Because it’s never too early for a child to learn how to mock the failings of others, and because if I have to endure one more Disney Channel sitcom my brain will burst into flames, and because Kate had already done her reading, her chores, and whatever else she had to do yesterday, and was ready to settle down for a perfectly defensible 45 minutes or so of television time, because of all this…
I let her watch “Wife Swap” last night. I watched it with her, in fact.
The families were a hip, urbane San Francisco quartet of museum-goers and mildly loony (by SF standards) personal habits (feng shui, sage-burning), and an utterly crackpot Iowa farm clan, who practiced “unschooling,” lived like pigs (bacteria is good!) and ate everything raw, right down to the chickens. I try, whenever we watch so-called reality TV, to keep a running director’s commentary going, explaining about editing and how once you allow cameras to record your life, you’re pretty much at the mercy of them, but after a while it trailed off. The Iowans, with their black toilet and raw chicken salad, were clearly insane.

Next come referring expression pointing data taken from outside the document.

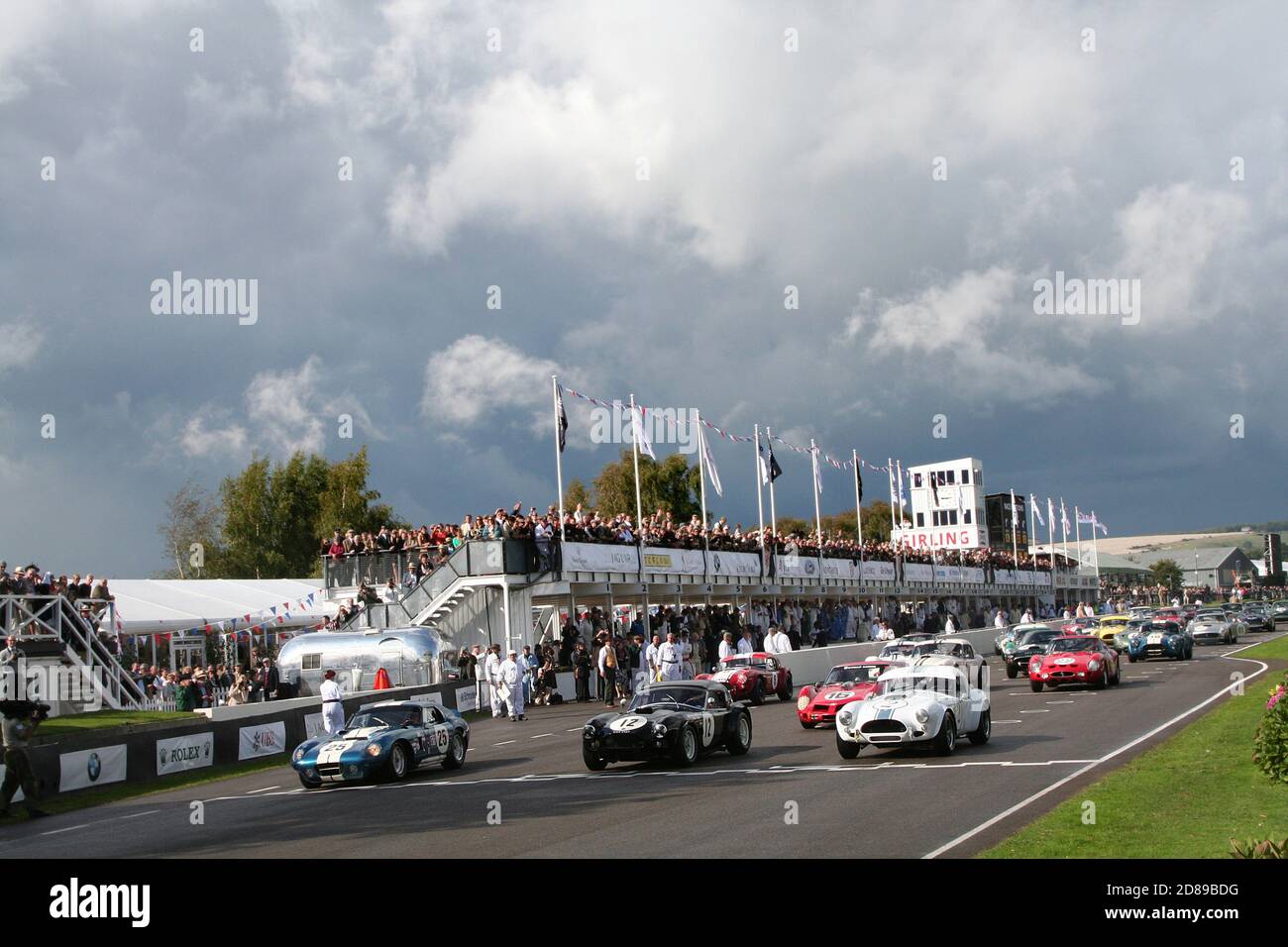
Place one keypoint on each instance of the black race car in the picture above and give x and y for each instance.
(669, 720)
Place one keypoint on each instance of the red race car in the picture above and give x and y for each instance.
(1074, 660)
(854, 681)
(754, 677)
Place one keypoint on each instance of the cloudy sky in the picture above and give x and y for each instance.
(643, 183)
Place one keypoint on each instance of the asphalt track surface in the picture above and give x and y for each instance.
(885, 804)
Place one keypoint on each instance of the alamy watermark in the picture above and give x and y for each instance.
(669, 425)
(1076, 296)
(180, 296)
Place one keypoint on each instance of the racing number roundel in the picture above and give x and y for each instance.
(625, 724)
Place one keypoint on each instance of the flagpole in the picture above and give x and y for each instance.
(1077, 534)
(890, 480)
(554, 392)
(702, 480)
(773, 509)
(858, 501)
(760, 493)
(818, 515)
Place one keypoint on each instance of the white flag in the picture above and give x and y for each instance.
(709, 462)
(638, 431)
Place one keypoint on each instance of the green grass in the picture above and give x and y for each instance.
(1185, 797)
(125, 789)
(97, 719)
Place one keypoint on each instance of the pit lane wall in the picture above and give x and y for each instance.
(154, 751)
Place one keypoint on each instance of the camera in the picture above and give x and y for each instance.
(25, 709)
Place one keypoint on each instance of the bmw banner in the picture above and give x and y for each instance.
(95, 767)
(262, 740)
(189, 751)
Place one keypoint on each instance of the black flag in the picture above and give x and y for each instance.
(563, 418)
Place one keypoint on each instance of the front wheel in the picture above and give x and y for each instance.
(687, 748)
(980, 735)
(846, 749)
(455, 755)
(945, 741)
(741, 740)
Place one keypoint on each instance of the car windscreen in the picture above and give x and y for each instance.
(1065, 644)
(862, 674)
(385, 716)
(691, 697)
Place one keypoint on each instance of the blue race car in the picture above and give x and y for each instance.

So then you get the next parental situation: The family’s mental illness is, how you might say, sub-clinical. I don’t think there’s anything in the DSM-IV about brushing your teeth with a combination of butter and clay. (“Yeah, it tastes like dirt,” the teenage daughter says.) I know from long experience — in an Iowa-like state that also begins with an I — that this family’s peculiar beliefs and practices, while unusual, are hardly unheard of. If Kate ends up in the world with any sense of adventure, sooner or later she’s going to run across folks like this and needs to learn coping skills, which include the phrases, “No thanks, I’m not hungry” and “How close in the nearest main road, and how do I get there?”

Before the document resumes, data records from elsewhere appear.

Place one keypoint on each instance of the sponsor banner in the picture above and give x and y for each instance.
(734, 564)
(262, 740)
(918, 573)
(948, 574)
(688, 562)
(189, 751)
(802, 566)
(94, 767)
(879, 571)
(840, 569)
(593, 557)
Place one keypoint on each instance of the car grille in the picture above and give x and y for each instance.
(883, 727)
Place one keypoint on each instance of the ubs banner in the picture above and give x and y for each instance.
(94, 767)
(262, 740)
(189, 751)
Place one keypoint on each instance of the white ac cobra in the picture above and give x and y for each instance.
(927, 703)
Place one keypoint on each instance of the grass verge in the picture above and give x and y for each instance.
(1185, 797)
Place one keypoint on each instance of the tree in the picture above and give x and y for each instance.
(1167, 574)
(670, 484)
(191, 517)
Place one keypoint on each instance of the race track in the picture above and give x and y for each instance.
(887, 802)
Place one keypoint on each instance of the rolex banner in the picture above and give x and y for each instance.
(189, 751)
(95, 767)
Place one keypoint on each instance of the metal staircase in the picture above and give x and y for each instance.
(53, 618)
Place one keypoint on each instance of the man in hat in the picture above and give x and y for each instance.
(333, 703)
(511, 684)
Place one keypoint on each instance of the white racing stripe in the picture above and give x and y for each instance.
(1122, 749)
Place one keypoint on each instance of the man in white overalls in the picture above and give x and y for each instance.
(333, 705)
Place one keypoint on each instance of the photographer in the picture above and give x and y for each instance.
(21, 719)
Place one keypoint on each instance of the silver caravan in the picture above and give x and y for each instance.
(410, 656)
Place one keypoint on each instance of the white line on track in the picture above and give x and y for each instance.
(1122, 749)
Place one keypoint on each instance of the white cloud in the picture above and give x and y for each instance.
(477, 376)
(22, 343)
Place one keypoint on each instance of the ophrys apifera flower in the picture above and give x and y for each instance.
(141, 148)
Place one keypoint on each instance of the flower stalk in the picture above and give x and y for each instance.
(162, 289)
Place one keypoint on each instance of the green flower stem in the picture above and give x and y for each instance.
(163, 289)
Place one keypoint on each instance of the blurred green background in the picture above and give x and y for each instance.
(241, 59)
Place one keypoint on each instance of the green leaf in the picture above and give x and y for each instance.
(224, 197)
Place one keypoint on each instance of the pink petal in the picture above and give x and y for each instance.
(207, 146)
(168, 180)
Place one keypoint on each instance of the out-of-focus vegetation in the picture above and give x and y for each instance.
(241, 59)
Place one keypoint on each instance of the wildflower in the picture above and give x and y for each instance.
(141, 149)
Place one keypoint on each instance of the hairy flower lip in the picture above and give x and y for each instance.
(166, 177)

I was pleased to see she picked up the most preposterous statements right away, as when the Iowa dad, in scoffing at San Francisco mom’s neat-freak squeamishness about germs, asked, “Would God put anything on the earth that would hurt us?” Kate, recently recovered from viral influenza, immediately expressed the idea that why yes, God did that very thing, you moron.
Harder to explain was the clear emotional instability in the house, as when the Iowa family went out to eat in a restaurant, consumed fried everything and paid a predictable gastrointestinal price the next day, and dad behaved as though his children had been fed cyanide milkshakes. And the son who couldn’t confront a contrary opinion without tears, followed by a march into the kitchen to gulp down a raw egg.
OK, the part where the Iowa mom goes out to eat in San Francisco, and the husband insists she shave her legs and underarms, and she says, “In that case, I’m gonna need some scissors?” — that was cruel.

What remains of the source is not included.